『上越よみうり』に連載中のコラム、「田中弁護士のつれづれ語り」。
2021年7月21日付に掲載された第114回は、「節目の年に行われる選挙を転換点にするために」です。今年10月に予定されている上越市長選挙について、「候補者任せ」「候補者待ち」になるのではなく、市民の方から主体的・積極的に政策提言を行っていった方がよいのではないかという、なんとも大それた問題提起をしてしまいました。
節目の年に行われる選挙を転換点にするために
政策論議を求める声
現職の市長が不出馬を表明しているせいであろうか、はたまた市が抱える様々な問題が深刻度を増しているせいであろうか。上越市政の諸課題について、政策的な議論を求める声が高まっているのを感じる。
実際、上越市が抱える問題は数多くあるうえ、いずれも重要かつ深刻だ。人口減少、少子化、空き家の増加、農林水産業の後継者不足、地域医療体制、災害対策、財政健全化等々。
「候補者任せ」の限界
今後、市長選挙の立候補(予定)者はそれぞれに公約や政策集を作って情報発信したり、公開討論会で主張を戦わせたりすることになるであろう。ただ、それらに過剰な期待をすべきではないように思う。選挙期間が短すぎるという根本的な問題に加えて、選挙には以下のような3つの制約がつきまとわざるを得ないからだ。
1つは、選挙では勝ち負け(当落)が優先されざるを得ないという制約である。候補者は当選を目指して活動することから、重点政策を決める際には問題の客観的な重要性よりも市民の関心の高さの方が重視されるであろうし、政策の内容も市民の支持が得られやすいものに流れがちになるであろう。
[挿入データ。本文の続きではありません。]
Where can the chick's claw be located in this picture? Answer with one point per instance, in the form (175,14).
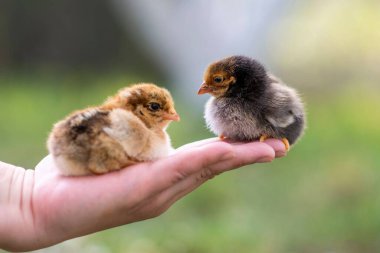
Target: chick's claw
(263,137)
(286,143)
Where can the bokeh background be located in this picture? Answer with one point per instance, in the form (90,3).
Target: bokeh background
(58,56)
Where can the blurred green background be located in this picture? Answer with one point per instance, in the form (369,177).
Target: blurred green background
(322,197)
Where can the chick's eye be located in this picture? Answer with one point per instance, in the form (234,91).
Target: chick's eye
(218,79)
(154,106)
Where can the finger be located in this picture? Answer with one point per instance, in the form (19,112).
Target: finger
(243,154)
(197,143)
(278,146)
(166,172)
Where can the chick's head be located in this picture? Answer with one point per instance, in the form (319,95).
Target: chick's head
(218,78)
(233,75)
(152,104)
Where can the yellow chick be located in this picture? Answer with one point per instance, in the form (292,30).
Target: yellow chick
(128,128)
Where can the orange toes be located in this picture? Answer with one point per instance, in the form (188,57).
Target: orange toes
(286,143)
(263,137)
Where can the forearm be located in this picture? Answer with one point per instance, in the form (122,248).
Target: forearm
(16,213)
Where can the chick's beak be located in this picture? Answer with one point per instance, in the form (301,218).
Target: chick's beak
(204,89)
(171,116)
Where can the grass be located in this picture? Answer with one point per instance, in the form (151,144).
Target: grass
(322,197)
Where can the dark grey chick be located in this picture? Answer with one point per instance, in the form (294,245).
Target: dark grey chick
(249,103)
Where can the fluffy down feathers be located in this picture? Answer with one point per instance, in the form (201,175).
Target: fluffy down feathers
(248,102)
(128,128)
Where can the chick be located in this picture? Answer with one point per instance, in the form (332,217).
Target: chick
(128,128)
(249,103)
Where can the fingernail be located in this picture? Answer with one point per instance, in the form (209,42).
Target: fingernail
(280,154)
(264,159)
(278,147)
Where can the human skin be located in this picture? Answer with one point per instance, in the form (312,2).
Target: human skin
(40,208)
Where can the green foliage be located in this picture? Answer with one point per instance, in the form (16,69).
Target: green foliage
(322,197)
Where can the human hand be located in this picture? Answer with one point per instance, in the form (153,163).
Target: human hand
(41,208)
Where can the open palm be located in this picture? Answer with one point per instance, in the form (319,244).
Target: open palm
(54,208)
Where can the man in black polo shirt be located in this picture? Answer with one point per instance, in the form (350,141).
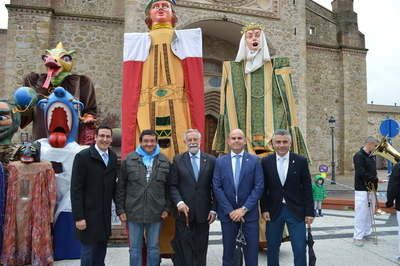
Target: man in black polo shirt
(365,180)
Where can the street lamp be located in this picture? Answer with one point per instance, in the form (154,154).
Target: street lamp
(332,124)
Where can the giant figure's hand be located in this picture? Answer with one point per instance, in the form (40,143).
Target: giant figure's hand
(266,217)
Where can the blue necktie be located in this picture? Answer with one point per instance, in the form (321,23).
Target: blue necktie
(195,167)
(105,158)
(237,171)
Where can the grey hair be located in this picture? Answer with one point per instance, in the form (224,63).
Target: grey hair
(371,139)
(191,130)
(282,132)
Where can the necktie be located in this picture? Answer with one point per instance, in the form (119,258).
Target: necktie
(105,158)
(281,170)
(237,170)
(195,167)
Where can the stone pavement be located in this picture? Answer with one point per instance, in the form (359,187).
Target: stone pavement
(333,244)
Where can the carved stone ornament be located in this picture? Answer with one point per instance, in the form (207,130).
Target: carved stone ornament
(261,8)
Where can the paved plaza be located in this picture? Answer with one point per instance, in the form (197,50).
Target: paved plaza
(333,244)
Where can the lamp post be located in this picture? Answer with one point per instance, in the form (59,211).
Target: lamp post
(332,124)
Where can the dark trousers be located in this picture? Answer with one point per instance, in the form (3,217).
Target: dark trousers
(93,254)
(196,251)
(297,233)
(229,233)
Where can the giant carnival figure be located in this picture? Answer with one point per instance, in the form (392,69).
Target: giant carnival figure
(58,63)
(162,81)
(163,87)
(9,124)
(257,97)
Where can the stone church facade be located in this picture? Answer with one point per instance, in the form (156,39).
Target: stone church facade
(326,50)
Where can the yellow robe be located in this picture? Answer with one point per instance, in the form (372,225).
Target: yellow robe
(163,103)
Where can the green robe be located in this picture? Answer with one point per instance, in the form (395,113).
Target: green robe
(258,103)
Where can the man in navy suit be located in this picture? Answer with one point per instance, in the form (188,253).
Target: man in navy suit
(287,199)
(238,185)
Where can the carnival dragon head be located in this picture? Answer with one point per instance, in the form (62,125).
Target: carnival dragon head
(61,111)
(9,122)
(57,61)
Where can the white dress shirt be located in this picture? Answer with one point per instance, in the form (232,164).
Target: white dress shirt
(233,159)
(282,176)
(101,152)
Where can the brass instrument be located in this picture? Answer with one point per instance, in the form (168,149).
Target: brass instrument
(387,151)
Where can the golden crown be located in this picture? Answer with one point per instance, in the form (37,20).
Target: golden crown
(252,26)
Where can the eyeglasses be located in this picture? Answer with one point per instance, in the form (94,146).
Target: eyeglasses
(161,7)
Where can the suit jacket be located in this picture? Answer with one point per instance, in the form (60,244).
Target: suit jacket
(251,186)
(393,189)
(183,186)
(297,189)
(92,190)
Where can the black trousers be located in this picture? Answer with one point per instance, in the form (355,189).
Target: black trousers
(191,243)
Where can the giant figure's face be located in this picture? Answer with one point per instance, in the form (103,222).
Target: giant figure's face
(253,39)
(161,12)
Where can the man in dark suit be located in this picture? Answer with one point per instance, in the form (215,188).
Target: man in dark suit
(238,185)
(93,185)
(191,192)
(287,198)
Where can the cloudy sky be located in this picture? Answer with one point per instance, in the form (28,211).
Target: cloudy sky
(379,21)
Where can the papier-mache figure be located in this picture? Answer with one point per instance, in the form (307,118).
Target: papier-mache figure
(61,115)
(9,124)
(59,63)
(162,81)
(257,97)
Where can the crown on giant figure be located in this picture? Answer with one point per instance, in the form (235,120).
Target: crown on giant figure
(252,26)
(150,2)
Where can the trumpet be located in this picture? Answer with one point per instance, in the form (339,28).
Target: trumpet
(385,150)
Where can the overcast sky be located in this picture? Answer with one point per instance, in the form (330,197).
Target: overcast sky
(379,21)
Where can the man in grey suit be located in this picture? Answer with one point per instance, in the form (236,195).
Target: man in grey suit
(191,192)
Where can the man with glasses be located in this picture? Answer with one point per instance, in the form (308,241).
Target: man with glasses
(141,199)
(191,191)
(238,185)
(93,183)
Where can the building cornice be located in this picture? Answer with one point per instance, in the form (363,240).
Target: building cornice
(64,15)
(336,48)
(320,11)
(378,108)
(229,8)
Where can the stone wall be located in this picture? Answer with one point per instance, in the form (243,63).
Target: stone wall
(324,99)
(3,47)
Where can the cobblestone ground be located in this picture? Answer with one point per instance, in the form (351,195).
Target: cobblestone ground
(333,244)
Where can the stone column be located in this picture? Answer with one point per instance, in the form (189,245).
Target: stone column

2つめは、対立的な議論になりやすいという制約である。候補者が出席して行われるのは、通常、公開「討論」会である。「討論」は対立的に議論して相手を説得(論破)することを目的に行われるものであり、問題に対する理解を深めたり建設的な議論を通じてよりよい解決策を探る「対話」とは本質的に異なる。
3つめは、「現実的」に考えざるを得ないという制約である。候補者は、お金(市の財政状況)、時間(当選後の任期)、人や物(人的・物的資源)等、現実にある諸条件を所与の前提として、実行可能性のある政策を検討・提案せざるを得ない。もちろん、現実離れした実現可能性のない政策を提案されても困ってしまうが、問題の深刻度からすると、「現実」に縛られた発想では現状を打破することは困難なように思われる。
これらはいずれも、選挙の特質とも言うべきものであって、候補者個人の努力や心がけによって完全に回避することができる性質の事柄ではない。こうした制約を乗り越えて、政策的な議論を深めるためには、「選挙特有の磁場」から離れるのが得策ではないだろうか。
専門的知見を土台に
また、問題の重要性や深刻度からすると、いずれも対症療法的な対応ではまったく不十分で、根治療法が必要ではないかと思う。しかし、いきなり平場で話し合いをしても、なかなか議論は深まらないだろう。
そこで、問題の切迫度に見合った、真に現実的な解決策を見いだすために、以下のように段階的な検討を行うことが望ましいと考える。
すなわち、第一段階として、①各分野ごとに現状を客観的かつリアルに把握したうえで、②専門的知見に基づいて問題の背景や構造的要因を分析し、③それらを踏まえて解決策を検討する。この段階では、「選挙特有の磁場」から離れるためにあえて候補者を抜きにして、専門知に基づく客観的な分析・検討を行う。
第二段階は、現実的に採用しうる選択肢や政策の優先順位等を、総合的かつ領域横断的に検討する課程だ。この段階では、候補者を交えつつも、市民の間の自由な議論・対話を中心に据えながら行う。
次のステージへ
特に第一段階の検討において、各問題ごとに当該領域の専門家に協力してもらうことが必要となるため、実際に行うことは容易ではない。それでも、もし実現できれば、「候補者任せ」から脱却して、市民が主体的に市の問題と向き合う、民主主義の新しいステージへと進むことができる。
奇しくも今年は、市制施行50周年にあたる。そのような節目の年に行われる市長選挙。将来振り返ったときに、新しい時代の幕開け・転換点となったといえるような活発な政策論議が行われることを期待したい。